The Shannon-Weiner index measures the diversity of a community by considering both the richness and evenness of species.
It is derived from information theory and quantifies the uncertainty (entropy) in predicting the species of an individual randomly selected from the sample.
The formula is given by

### Formula

$$
H = -\sum_{i=1}^{S} p_i \log(p_i)
$$

Where:

-    $H$: Shannon-Weiner index (diversity)

-    $p_i$: Proportion of individuals belonging to species $i$ ($p_i = \frac{n_i}{N}$)

-    $n_i$: Number of individuals in species $i$

-   $N$: Total number of individuals in the community

-   $S$: Total number of unique species

The Shannon-Weiner index provides a measure of biodiversity.
A higher $H'$ value indicates a more diverse and evenly distributed community.

**Example Calculation**

Given the following dataset:

| Species | Count |
|---------|-------|
| Oak     | 3     |
| Pine    | 2     |
| Maple   | 1     |

-   Total individuals ($N$) = 3 + 2 + 1 = 6
-   Proportions ($p_i$):
    -   $p_{\text{Oak}} = \frac{3}{6} = 0.5$
    -   $p_{\text{Pine}} = \frac{2}{6} = 0.333$
    -   $p_{\text{Maple}} = \frac{1}{6} = 0.167$

$$
H = -(0.5 \log(0.5) + 0.333 \log(0.333) + 0.167 \log(0.167))
$$ 
$$
H = 1.011
$$

```{r}
shannon_weiner(species)
```

**Interpretation**

-   **High** $H$: Indicates a diverse community with even distribution of species.

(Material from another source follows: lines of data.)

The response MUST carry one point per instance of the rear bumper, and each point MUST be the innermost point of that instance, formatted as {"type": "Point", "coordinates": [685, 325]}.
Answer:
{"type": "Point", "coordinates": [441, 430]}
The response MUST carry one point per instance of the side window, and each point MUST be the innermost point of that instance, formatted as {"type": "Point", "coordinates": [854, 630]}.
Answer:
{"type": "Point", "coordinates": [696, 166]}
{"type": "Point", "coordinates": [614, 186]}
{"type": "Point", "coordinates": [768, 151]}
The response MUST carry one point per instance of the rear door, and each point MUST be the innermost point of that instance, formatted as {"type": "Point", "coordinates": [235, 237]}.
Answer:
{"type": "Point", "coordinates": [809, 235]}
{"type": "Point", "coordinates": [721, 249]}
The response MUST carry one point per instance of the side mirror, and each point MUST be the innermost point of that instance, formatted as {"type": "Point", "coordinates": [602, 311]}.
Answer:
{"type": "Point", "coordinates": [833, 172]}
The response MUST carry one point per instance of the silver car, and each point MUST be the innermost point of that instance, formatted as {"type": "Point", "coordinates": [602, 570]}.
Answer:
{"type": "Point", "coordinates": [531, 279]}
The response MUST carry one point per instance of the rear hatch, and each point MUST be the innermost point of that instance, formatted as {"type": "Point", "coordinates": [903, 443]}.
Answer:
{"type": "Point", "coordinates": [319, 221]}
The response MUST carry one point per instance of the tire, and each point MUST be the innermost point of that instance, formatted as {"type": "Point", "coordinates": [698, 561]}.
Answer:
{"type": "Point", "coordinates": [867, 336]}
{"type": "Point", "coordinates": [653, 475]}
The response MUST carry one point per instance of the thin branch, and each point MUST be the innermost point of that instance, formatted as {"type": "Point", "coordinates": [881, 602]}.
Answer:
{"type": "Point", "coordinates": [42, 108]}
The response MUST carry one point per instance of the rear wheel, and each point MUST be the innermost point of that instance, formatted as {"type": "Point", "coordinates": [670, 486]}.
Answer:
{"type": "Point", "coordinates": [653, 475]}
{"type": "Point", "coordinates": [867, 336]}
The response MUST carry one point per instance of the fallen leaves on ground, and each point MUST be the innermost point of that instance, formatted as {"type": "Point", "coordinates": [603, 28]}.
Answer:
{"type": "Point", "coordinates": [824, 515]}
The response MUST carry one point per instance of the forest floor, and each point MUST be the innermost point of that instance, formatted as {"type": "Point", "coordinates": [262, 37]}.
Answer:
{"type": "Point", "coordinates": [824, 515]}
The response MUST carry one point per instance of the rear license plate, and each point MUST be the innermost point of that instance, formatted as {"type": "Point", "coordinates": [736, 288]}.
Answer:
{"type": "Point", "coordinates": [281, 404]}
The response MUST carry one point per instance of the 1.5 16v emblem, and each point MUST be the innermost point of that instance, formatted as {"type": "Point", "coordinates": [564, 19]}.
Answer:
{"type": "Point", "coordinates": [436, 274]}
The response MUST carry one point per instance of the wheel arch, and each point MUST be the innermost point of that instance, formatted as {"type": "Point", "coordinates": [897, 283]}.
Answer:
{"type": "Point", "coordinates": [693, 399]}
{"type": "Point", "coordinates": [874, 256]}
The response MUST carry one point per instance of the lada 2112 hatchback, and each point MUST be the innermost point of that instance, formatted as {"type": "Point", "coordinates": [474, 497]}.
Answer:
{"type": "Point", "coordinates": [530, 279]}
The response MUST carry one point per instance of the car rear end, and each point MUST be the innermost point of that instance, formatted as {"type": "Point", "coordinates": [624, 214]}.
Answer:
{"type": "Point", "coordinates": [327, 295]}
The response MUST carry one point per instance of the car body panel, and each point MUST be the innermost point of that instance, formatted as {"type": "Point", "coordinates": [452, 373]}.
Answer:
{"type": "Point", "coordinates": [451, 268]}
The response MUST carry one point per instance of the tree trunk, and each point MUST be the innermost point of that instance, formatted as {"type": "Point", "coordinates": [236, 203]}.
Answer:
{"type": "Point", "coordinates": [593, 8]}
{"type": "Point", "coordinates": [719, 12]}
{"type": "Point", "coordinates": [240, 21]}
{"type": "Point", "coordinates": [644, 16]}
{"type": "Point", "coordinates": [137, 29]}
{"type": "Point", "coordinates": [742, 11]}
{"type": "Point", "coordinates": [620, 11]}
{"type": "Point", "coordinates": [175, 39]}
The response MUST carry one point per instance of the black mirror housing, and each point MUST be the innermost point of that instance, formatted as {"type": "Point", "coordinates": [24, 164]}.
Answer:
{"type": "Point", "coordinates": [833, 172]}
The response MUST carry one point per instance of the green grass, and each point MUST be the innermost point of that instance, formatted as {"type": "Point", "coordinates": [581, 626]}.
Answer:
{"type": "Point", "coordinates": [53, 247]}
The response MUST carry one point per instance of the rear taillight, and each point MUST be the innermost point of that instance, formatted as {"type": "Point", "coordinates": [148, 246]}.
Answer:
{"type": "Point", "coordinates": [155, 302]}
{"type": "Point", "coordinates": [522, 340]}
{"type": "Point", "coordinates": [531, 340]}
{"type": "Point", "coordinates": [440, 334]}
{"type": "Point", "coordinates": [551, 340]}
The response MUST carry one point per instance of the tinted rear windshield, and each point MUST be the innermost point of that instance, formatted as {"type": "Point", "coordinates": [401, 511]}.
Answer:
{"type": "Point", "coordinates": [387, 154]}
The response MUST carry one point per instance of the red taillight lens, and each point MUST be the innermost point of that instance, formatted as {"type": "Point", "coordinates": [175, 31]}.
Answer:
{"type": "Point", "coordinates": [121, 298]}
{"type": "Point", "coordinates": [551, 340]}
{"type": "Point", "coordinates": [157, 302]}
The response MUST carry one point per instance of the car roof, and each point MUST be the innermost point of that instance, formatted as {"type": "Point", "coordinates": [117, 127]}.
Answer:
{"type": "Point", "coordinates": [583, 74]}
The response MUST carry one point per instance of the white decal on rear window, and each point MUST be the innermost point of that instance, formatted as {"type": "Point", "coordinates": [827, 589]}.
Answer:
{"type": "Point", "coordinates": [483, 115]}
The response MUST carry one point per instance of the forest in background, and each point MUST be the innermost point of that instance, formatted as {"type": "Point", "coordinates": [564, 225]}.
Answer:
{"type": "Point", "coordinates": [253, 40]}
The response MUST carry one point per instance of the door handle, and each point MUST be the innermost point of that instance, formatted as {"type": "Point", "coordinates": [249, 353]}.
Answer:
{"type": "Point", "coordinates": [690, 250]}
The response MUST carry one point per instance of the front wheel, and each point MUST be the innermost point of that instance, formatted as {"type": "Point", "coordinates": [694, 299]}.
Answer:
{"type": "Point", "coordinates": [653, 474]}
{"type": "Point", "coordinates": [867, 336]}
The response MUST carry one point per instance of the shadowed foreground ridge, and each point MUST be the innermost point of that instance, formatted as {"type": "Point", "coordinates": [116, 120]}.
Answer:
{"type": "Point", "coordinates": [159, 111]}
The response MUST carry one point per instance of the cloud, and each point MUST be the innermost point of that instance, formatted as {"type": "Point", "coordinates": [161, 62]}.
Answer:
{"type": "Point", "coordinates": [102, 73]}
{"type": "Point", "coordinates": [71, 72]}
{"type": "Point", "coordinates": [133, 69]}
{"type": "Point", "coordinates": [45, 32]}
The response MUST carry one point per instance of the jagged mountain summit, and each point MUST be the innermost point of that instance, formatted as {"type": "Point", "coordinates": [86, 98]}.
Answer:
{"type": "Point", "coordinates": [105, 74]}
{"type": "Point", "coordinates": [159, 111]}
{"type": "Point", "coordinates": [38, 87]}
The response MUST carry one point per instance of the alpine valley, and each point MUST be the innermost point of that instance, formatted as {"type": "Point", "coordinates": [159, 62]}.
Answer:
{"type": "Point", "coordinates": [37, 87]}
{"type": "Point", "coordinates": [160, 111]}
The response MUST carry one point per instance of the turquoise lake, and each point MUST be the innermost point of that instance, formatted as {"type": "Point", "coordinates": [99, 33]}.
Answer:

-   **Low** $H$ : Suggests dominance by a few species or low species richness.

For further reading, see : Shannon, C. E., & Weaver, W.
(1949). 
*The Mathematical Theory of Communication*.
Urbana, IL: University of Illinois Press.

### Simpson's Dominance Index

The Inverse Simpson's Index is another diversity measure related to Simpson's Dominance Index. Instead of quantifying the probability that two randomly selected individuals belong to the same species, it focuses on the effective number of equally abundant species. The formula for Simpson's index computation is given by : 

$$
D = \frac{1}{\sum_{i=1}^{S} p_i^2}
$$

Where:
-  $D$: Simpson's Dominance Index (inverse)
-  $p_i$: Proportion of individuals belonging to species $i$ $p_i = \frac{n_i}{N}$
-  $n_i$: Number of individuals in species $i$ 
-  $N$: Total number of individuals in the community
-  $S$: Total number of unique

The Inverse Simpson's Index can be interpreted as the number of equally abundant species necessary to produce the given community diversity. A higher value indicates greater diversity, as it suggests you would need more equally abundant species to achieve the observed distribution.

**Example Calculation**

Given the following dataset:

| Species | Count |
|---------|-------|
| Oak     | 3     |
| Pine    | 2     |
| Maple   | 1     |

- Total individuals ($N$)) = $3 + 2 + 1 = 6$
- Proportions ($p_i$):
  - $p_{\text{Oak}} = \frac{3}{6} = 0.5$
  - $p_{\text{Pine}} = \frac{2}{6} = 0.333$
  - $p_{\text{Maple}} = \frac{1}{6} = 0.167$

$$
\sum p_i^2 = (0.5)^2 + (0.333)^2 + (0.167)^2 = 0.25 + 0.111 + 0.028 = 0.389
$$

$$
\text{Inverse Simpson's Index} = \frac{1}{0.389} \approx 2.57
$$

This suggests that the community diversity is roughly equivalent to having 2.57 equally abundant species.

```{r}
simpson(species)
```


For further reading, see : Simpson, E. H. (1949). Measurement of diversity. Nature, 163(4148), 688.